I was trying to set up two flows, both duplex on separate ports (0 and 1). The VM has been assigned 6 cores.

f1, err := flow.SetReceiver(0)
flow.CheckFatal(err)
flow.CheckFatal(flow.SetHandler(f1, handler1, nil))
flow.CheckFatal(flow.SetSender(f1, 0)

f2, err := flow.SetReceiver(1)
flow.CheckFatal(err)
flow.CheckFatal(flow.SetHandler(f2, handler2, nil))
flow.CheckFatal(flow.SetSender(f2, 1)

However, what I am getting is

DEBUG: Start new instance for senderPortThread1
WARNING: Can't start new clone for senderPortThread1 instance 0
ERROR: failed with message and code: Requested number of cores isn't enough. (18)
scheduler start failed

I assume that the system wants more cores, right? Or what can be the problem then? It is stated in the docs: https://github.com/intel-go/nff-go/wiki/Building-Packet-Processing-Graph

Also note, that each flow function use at least one CPU core from the set of cores that was given to SystemInit.

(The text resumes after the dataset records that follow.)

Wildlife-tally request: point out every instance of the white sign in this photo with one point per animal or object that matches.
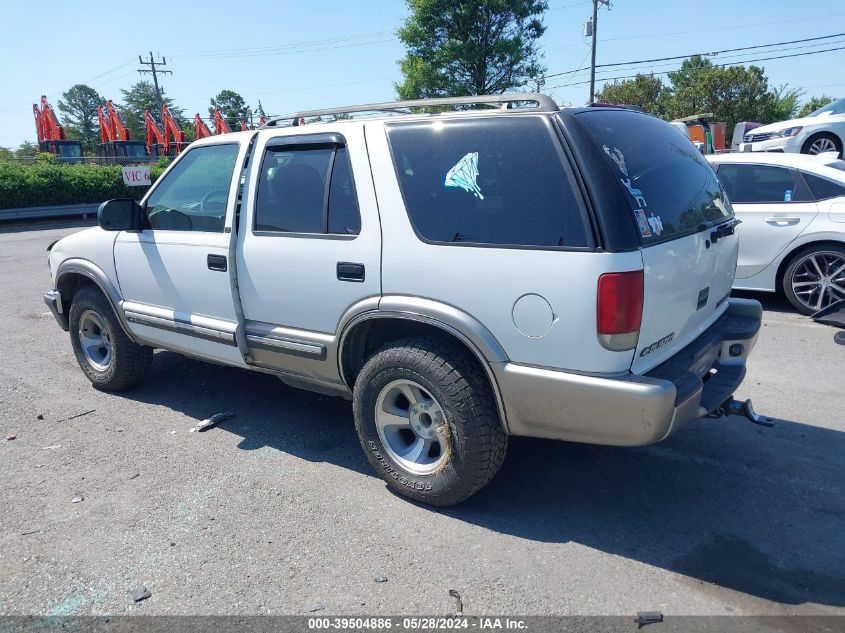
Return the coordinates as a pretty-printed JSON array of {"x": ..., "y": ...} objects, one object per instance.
[{"x": 136, "y": 176}]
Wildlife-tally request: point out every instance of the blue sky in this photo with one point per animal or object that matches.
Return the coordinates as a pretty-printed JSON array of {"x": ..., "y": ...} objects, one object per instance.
[{"x": 296, "y": 55}]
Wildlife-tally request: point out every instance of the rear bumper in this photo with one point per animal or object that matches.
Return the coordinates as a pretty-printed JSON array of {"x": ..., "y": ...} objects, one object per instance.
[
  {"x": 53, "y": 299},
  {"x": 632, "y": 410}
]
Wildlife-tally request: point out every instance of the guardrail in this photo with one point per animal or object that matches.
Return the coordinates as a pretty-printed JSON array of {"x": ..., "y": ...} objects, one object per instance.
[{"x": 41, "y": 213}]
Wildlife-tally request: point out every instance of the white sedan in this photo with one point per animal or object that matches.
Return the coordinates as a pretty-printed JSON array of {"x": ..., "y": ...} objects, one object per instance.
[
  {"x": 792, "y": 236},
  {"x": 820, "y": 132}
]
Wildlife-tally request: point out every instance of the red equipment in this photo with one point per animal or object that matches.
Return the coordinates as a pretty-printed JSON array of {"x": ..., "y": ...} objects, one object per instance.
[
  {"x": 51, "y": 135},
  {"x": 116, "y": 139},
  {"x": 220, "y": 125},
  {"x": 201, "y": 128},
  {"x": 158, "y": 141}
]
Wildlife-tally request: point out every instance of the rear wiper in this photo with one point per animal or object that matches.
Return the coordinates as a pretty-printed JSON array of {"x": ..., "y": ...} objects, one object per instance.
[{"x": 724, "y": 229}]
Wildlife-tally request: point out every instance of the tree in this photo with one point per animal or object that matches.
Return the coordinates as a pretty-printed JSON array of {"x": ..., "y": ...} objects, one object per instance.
[
  {"x": 472, "y": 47},
  {"x": 141, "y": 97},
  {"x": 732, "y": 94},
  {"x": 644, "y": 91},
  {"x": 232, "y": 106},
  {"x": 814, "y": 104},
  {"x": 79, "y": 109}
]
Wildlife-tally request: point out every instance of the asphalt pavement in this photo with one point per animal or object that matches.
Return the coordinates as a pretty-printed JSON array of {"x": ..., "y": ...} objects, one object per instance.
[{"x": 275, "y": 511}]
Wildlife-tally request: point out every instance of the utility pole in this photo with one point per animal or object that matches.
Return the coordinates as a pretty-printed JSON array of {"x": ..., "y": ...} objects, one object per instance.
[
  {"x": 155, "y": 70},
  {"x": 594, "y": 30}
]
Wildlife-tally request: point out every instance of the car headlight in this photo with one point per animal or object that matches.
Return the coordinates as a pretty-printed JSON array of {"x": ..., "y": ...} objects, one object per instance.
[{"x": 790, "y": 131}]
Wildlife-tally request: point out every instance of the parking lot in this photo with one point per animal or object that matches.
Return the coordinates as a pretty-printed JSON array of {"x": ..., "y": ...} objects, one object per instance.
[{"x": 276, "y": 510}]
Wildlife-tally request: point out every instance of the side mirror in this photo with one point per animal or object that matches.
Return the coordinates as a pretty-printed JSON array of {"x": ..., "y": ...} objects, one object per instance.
[{"x": 121, "y": 214}]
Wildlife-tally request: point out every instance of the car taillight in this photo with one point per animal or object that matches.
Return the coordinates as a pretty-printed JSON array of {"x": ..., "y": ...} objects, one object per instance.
[{"x": 619, "y": 310}]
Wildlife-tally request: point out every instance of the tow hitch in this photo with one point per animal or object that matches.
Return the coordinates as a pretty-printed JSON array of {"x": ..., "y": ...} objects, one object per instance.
[{"x": 744, "y": 409}]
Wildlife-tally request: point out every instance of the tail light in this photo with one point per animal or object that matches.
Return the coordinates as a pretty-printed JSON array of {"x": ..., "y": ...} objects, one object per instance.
[{"x": 619, "y": 310}]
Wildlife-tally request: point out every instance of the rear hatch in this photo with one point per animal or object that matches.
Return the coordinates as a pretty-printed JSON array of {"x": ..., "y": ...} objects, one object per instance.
[{"x": 683, "y": 221}]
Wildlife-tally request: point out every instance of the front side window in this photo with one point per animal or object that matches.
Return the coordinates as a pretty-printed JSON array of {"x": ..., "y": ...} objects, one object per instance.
[
  {"x": 755, "y": 184},
  {"x": 194, "y": 194},
  {"x": 498, "y": 181},
  {"x": 307, "y": 190}
]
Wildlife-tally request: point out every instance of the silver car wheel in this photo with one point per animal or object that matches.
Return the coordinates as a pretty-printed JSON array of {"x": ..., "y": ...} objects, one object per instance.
[
  {"x": 412, "y": 427},
  {"x": 95, "y": 340},
  {"x": 821, "y": 146},
  {"x": 819, "y": 279}
]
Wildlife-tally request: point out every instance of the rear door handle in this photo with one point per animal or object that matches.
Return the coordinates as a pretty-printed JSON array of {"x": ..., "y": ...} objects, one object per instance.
[
  {"x": 350, "y": 271},
  {"x": 217, "y": 262},
  {"x": 782, "y": 221}
]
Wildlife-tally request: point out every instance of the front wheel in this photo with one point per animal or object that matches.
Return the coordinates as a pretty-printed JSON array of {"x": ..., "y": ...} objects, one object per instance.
[
  {"x": 815, "y": 278},
  {"x": 109, "y": 358},
  {"x": 427, "y": 421}
]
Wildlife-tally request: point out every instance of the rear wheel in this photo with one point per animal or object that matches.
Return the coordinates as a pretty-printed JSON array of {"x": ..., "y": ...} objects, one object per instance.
[
  {"x": 815, "y": 278},
  {"x": 109, "y": 358},
  {"x": 822, "y": 144},
  {"x": 426, "y": 418}
]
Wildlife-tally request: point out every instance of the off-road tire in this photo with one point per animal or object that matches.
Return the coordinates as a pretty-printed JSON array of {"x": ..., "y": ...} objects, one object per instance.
[
  {"x": 837, "y": 143},
  {"x": 129, "y": 363},
  {"x": 477, "y": 440}
]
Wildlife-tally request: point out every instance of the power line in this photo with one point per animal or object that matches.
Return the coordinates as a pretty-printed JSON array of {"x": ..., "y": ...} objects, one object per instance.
[
  {"x": 646, "y": 67},
  {"x": 155, "y": 72},
  {"x": 723, "y": 28},
  {"x": 705, "y": 54},
  {"x": 741, "y": 61}
]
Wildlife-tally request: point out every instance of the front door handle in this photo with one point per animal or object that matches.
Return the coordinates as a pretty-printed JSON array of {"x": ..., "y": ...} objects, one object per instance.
[
  {"x": 217, "y": 262},
  {"x": 350, "y": 271},
  {"x": 774, "y": 221}
]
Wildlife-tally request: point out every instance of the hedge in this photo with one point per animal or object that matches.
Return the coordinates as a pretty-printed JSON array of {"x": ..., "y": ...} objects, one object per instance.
[{"x": 45, "y": 183}]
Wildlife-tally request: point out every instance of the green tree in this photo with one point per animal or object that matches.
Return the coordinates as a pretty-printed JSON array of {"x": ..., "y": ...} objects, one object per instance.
[
  {"x": 644, "y": 91},
  {"x": 232, "y": 106},
  {"x": 79, "y": 109},
  {"x": 138, "y": 99},
  {"x": 732, "y": 94},
  {"x": 814, "y": 104},
  {"x": 472, "y": 47}
]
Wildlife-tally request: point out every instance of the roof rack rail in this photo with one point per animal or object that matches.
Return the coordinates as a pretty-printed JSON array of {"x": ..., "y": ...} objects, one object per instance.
[{"x": 544, "y": 104}]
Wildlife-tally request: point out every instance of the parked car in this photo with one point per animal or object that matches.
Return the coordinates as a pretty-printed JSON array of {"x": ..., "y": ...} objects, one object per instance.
[
  {"x": 461, "y": 276},
  {"x": 820, "y": 132},
  {"x": 792, "y": 237}
]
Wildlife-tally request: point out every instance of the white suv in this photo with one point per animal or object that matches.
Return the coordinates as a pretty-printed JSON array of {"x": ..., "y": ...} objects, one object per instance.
[{"x": 463, "y": 276}]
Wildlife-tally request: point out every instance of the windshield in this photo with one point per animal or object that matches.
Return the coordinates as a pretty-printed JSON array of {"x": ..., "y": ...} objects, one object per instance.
[
  {"x": 671, "y": 189},
  {"x": 835, "y": 107}
]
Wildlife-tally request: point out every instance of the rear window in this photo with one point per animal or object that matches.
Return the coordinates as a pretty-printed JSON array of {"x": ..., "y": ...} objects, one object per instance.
[
  {"x": 822, "y": 188},
  {"x": 670, "y": 188},
  {"x": 489, "y": 180}
]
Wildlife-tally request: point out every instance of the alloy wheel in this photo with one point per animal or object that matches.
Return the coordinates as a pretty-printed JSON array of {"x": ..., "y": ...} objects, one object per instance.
[
  {"x": 95, "y": 340},
  {"x": 412, "y": 427},
  {"x": 819, "y": 279}
]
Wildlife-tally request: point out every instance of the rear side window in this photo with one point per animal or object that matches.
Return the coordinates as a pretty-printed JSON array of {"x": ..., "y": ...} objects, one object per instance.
[
  {"x": 306, "y": 189},
  {"x": 822, "y": 188},
  {"x": 492, "y": 180},
  {"x": 671, "y": 189},
  {"x": 755, "y": 184}
]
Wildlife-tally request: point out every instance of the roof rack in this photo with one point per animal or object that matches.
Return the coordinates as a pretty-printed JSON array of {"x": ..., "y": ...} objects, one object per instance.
[{"x": 544, "y": 104}]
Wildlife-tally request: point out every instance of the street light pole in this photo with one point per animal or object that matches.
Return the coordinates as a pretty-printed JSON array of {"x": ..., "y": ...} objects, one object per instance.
[{"x": 595, "y": 29}]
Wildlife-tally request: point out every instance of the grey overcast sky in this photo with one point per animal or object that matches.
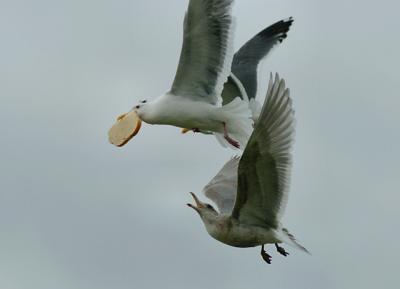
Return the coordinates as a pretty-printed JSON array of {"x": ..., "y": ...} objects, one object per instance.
[{"x": 76, "y": 212}]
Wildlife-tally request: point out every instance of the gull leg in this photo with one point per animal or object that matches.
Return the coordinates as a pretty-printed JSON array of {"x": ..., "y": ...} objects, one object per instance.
[
  {"x": 229, "y": 139},
  {"x": 281, "y": 250},
  {"x": 265, "y": 255}
]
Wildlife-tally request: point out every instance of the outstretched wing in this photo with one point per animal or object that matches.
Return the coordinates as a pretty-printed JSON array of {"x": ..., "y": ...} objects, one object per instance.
[
  {"x": 264, "y": 169},
  {"x": 206, "y": 54},
  {"x": 222, "y": 188},
  {"x": 246, "y": 60}
]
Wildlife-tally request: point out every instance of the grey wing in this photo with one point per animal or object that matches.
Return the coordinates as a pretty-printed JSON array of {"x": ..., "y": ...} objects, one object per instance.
[
  {"x": 247, "y": 58},
  {"x": 222, "y": 188},
  {"x": 233, "y": 88},
  {"x": 206, "y": 54},
  {"x": 264, "y": 169}
]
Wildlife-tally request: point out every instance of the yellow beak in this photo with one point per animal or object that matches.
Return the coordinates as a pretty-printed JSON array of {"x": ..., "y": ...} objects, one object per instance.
[{"x": 185, "y": 130}]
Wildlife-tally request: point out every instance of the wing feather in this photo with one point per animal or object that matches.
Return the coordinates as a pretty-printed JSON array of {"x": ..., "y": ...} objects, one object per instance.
[
  {"x": 207, "y": 52},
  {"x": 222, "y": 188},
  {"x": 264, "y": 169}
]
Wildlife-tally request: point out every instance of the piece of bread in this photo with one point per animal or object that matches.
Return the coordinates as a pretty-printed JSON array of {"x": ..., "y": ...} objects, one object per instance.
[{"x": 126, "y": 127}]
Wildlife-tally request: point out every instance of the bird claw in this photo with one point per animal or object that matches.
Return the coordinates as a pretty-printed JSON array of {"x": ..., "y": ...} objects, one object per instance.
[
  {"x": 267, "y": 258},
  {"x": 281, "y": 250},
  {"x": 229, "y": 139}
]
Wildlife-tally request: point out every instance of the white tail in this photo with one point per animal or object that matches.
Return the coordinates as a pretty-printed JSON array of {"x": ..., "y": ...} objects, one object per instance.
[
  {"x": 284, "y": 235},
  {"x": 239, "y": 123}
]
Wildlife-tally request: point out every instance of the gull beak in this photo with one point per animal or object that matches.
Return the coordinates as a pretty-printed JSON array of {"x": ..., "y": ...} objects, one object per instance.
[
  {"x": 125, "y": 128},
  {"x": 199, "y": 204}
]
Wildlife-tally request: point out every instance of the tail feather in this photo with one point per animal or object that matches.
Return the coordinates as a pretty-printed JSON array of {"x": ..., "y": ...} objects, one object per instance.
[
  {"x": 288, "y": 238},
  {"x": 239, "y": 122}
]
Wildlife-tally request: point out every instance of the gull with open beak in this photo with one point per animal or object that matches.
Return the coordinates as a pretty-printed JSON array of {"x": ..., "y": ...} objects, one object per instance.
[
  {"x": 194, "y": 100},
  {"x": 251, "y": 192}
]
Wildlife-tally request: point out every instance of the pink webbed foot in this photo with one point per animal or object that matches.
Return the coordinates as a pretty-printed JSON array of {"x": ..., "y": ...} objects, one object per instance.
[{"x": 266, "y": 257}]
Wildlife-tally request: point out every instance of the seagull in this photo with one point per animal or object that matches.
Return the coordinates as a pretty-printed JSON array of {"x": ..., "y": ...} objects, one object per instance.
[
  {"x": 243, "y": 78},
  {"x": 251, "y": 192},
  {"x": 194, "y": 100}
]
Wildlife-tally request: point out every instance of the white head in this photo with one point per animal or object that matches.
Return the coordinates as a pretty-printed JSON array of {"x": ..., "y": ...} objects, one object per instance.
[
  {"x": 206, "y": 212},
  {"x": 142, "y": 109}
]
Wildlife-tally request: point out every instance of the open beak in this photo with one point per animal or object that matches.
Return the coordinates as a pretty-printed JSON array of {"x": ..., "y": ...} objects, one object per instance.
[
  {"x": 199, "y": 204},
  {"x": 125, "y": 128}
]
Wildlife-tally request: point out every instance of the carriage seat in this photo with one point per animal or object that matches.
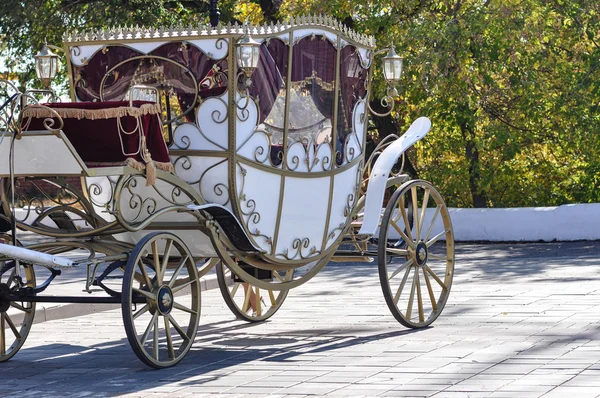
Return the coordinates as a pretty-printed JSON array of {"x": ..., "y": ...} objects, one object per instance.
[{"x": 108, "y": 134}]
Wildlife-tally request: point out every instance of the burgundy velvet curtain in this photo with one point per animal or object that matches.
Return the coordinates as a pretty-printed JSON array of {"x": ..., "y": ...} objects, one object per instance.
[{"x": 98, "y": 142}]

It is not said how many exactly though. So I the snippet above is using at least 6 cores just for flow functions. And as regards affinity - is each function bound to the some specific cores and runs non-preemptively (by other FFs)? If so, it means that no core is left for the scheduler, right? For example, when running only the first flow, the number of cores used is 4 = 3 FFs + 1 scheduler, which makes sense.

Update: having 6 FFs works with 7 cores allocated.

aregm commented 4 years ago

@sitilge In your case each receiver is 1 core, each sender is 1 core, 1 FF and 1 scheduler resulting total 7 cores needed.